Les études effectuées dans l’espace aident aussi à mieux comprendre comment fonctionne le système cardiovasculaire, avec à terme l'espoir de nouveaux traitements pour l’artériosclérose.
Le syndrome neuro-oculaire lié au vol dans l'espace (dit SANS pour Spaceflight-Associated Neuro-ocular Syndrome) occupe aussi les chercheurs. Cette baisse de la vue serait due à des modifications de la pression et de la circulation sanguines aux niveaux cérébral et ophtalmique. Nous espérons prévenir la progression pour les spationautes mais aussi mieux comprendre le développement de certaines pathologies.
En dehors de ces pathologies, que nous a appris la médecine spatiale sur le corps humain ?
En 2018, de façon complètement inattendue, on a observé pour la première fois dans l'espace la première étape d’une thromboembolie veineuse (TEV). C’était impressionnant d’observer cette pathologie « de vieux » sur quelques astronautes jeunes et en bonne santé.
La cause n’est pas 100 % claire, un flux sanguin rétrograde dans les gros vaisseaux sanguins favoriserait la thrombose. Il y a eu un débat sur le traitement à suivre et s'il fallait évacuer. Si on prescrit des anticoagulants et que l'astronaute est blessé pendant l'atterrisage, il risque de ne pas être opérationnel pendant cette phase dynamique.
Plus généralement, nous comprenons mieux comment fonctionne le système musculaire en faisant du sport en impesanteur, comment le métabolisme humain s’adapte aux besoins dans l’environnement spatial, comment faire de la physiothérapie pendant la période de réhabilitation une fois que l’astronaute est rentré. La psychologie est aussi très importante. Grâce aux vols habités dans l’espace, on a progressé dans la connaissance de la psychologie humaine en condition d’isolement et de confinement (anxiété, dépression). On a aussi découvert l’effet « Overview », le choc cognitif et existentiel qui touche les astronautes lorsqu'ils voient la Terre de loin. Il pourrait être précieux pour entretenir le moral des troupes lors des missions longues.
Lors des missions vers Mars, quels seront les nouveaux défis ?

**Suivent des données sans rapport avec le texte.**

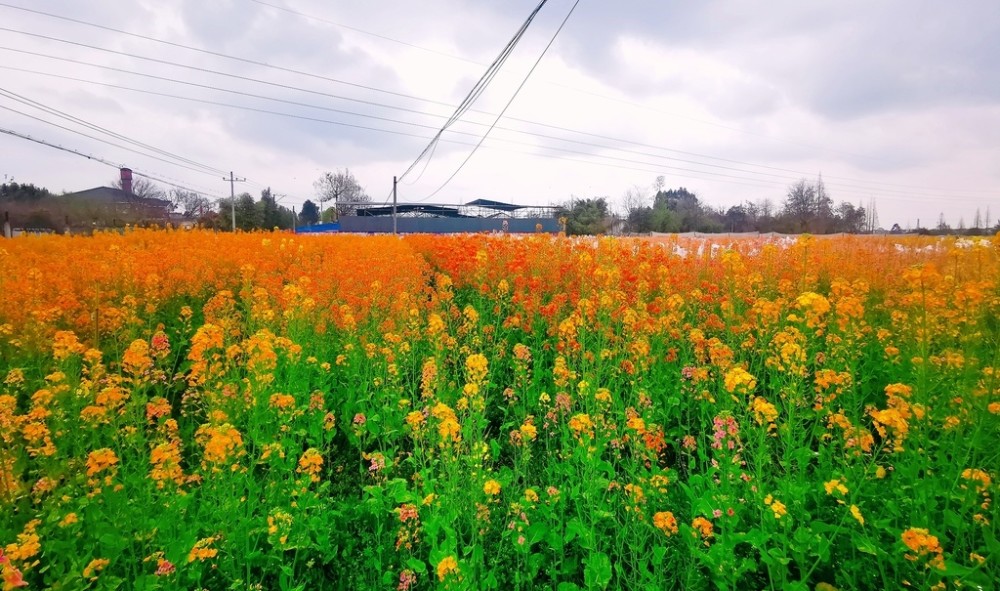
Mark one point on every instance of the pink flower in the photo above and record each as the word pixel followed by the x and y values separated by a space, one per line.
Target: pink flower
pixel 406 579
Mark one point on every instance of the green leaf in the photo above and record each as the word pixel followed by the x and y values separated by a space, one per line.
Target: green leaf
pixel 597 571
pixel 659 553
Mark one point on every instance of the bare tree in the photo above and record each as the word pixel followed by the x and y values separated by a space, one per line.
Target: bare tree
pixel 191 204
pixel 343 189
pixel 634 199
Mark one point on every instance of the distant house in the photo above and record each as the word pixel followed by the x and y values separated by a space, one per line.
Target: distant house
pixel 125 203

Tout d'abord, il faut relever les éventuels problèmes de santé inédits. Ensuite, il y a le challenge de l'accumulation : les problèmes sont les mêmes, mais à durée d'exposition beaucoup plus longue (effets de radiation, perte de masse musculaire et densité osseuse, effets psychologiques d’isolement). Et enfin, celui de l'autonomie : contrairement aux missions sur l'ISS, une équipe d’astronautes qui voyage vers Mars ne pourra pas être rapatriée d'urgence sur Terre. L'équipage disposera ainsi des moyens nécessaires pour faciliter une éventuelle opération. Opérer dans l’espace sera beaucoup plus difficile, des traitements conservateurs alternatifs seront préférés.
Pour les effets cancérogènes de la radiation solaire, on envisagerait, en guise de protection, d'équiper la navette spatiale de réservoirs d’eau autour de l'habitacle des astronautes. La Clinique spatiale de Toulouse (Medes) planche aussi sur des cocktails anti-oxydants (vitamines, huiles, etc.) à ingérer.

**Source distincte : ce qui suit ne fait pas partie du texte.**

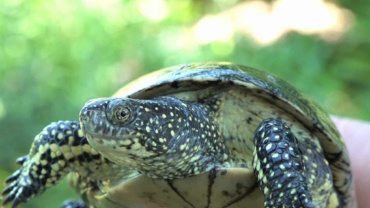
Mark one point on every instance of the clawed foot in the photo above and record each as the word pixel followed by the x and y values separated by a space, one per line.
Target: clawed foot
pixel 21 186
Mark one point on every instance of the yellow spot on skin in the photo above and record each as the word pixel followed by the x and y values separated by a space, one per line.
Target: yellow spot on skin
pixel 80 133
pixel 44 162
pixel 68 155
pixel 94 152
pixel 62 163
pixel 70 140
pixel 293 191
pixel 182 147
pixel 43 171
pixel 86 148
pixel 53 147
pixel 55 167
pixel 76 150
pixel 64 149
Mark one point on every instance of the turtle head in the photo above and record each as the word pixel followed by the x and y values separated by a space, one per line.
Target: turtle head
pixel 147 134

À quelles compétences médicales les astronautes sont-ils entraînés avant une longue mission ?
Dans chaque mission sur l'ISS, quelques astronautes sont formés comme Crew Medical Officers (CMO). Cette formation comprend des compétences de médecin urgentiste pour les premiers secours, comme suturer une blessure. Dans l’espace, il est beaucoup plus difficile de faire des compressions thoraciques, par exemple, car on ne peut pas utiliser son propre poids. Les astronautes sont formés à effectuer certains examens médicaux, tension intraoculaire par exemple. Ils sont aussi formés à faire de la recherche physiologique et biologique.